The boss gives you a salary increase — so long as you don’t tell anyone else about it. For if you do, everyone else will be asking for the same thing. If you maintain the secret, you’re in cahoots with management, submitting to the same dynamic as an abused child who is paid in candy to keep quiet. The bribe is a bond based in shame, and the bond is broken only when the victim finds others in whom to confide — often people who have experienced the same abuse. The real power comes when they’re ready to say it out loud, as a movement of people opposing such abuse.
Likewise, the power of unions isn’t just collective bargaining, but the collective sensibility that unionizing engenders.
The crosstalk between workers breaks management’s efforts to make them compete with one another over scraps. That’s why taxi apps and internet errand platforms don’t have features that allow the workers to converse with one another about their experiences. Crosstalk breeds solidarity, and solidarity breeds discontent.
Religions, cults, governments, and social media platforms all use the same tactics to control their members: learn an individual’s secrets, sexual proclivities, or identity issues, and then threaten to use this information against them. It’s movie stars’ fear of being outed that keeps them beholden to the cults they’ve confessed to long after they would have otherwise moved on. Some cults use lie detectors to drill down into their targets’ most personal, shameful secrets. But these technologies are just updated versions of the confessionals once used by churches to blackmail their wealthy parishioners, or to shame the poor ones into exploitative compliance.
The happy explosion of new genders, racial identities, and disability intersections flies in the face of social programming designed to stigmatize difference and disadvantage those who can be labeled outsiders.
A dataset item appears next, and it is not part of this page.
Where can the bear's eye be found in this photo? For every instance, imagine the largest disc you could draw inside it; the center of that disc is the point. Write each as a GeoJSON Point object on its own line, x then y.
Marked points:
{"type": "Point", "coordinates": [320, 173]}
Shame does have a social function. Shaming those who deviate from the norm helps galvanize unity among the group and enforce adherence to the rules. Frat houses shame new recruits into macho antics, just as pious hypocrites shame their followers into obedience. In more prosocial hands, the same shaming tactics can be used by schools to stigmatize bullying, or by environmentalists to punish polluters. The problem is that people and institutions behaving destructively are not so vulnerable to shame. Bullies are proud of their conquests, and corporations experience no emotions.
Social stigma only truly hurts humans who are being human. It is a counterproductive way of bonding people. Human teams should be based on common hopes, needs, strengths, and vulnerabilities. We don’t get that by enforcing shame, but by embracing openness.
The internet, with its sometimes forced transparency, creates possibilities for the dissolution of shame, and for new bonds of solidarity across formerly impenetrable boundaries. It’s no coincidence that a digital culture with imposed surveillance and inescapable exposure has also brought us gay marriage and cannabis reform.
The things people do become normal when they can’t be shamed into silence about doing them.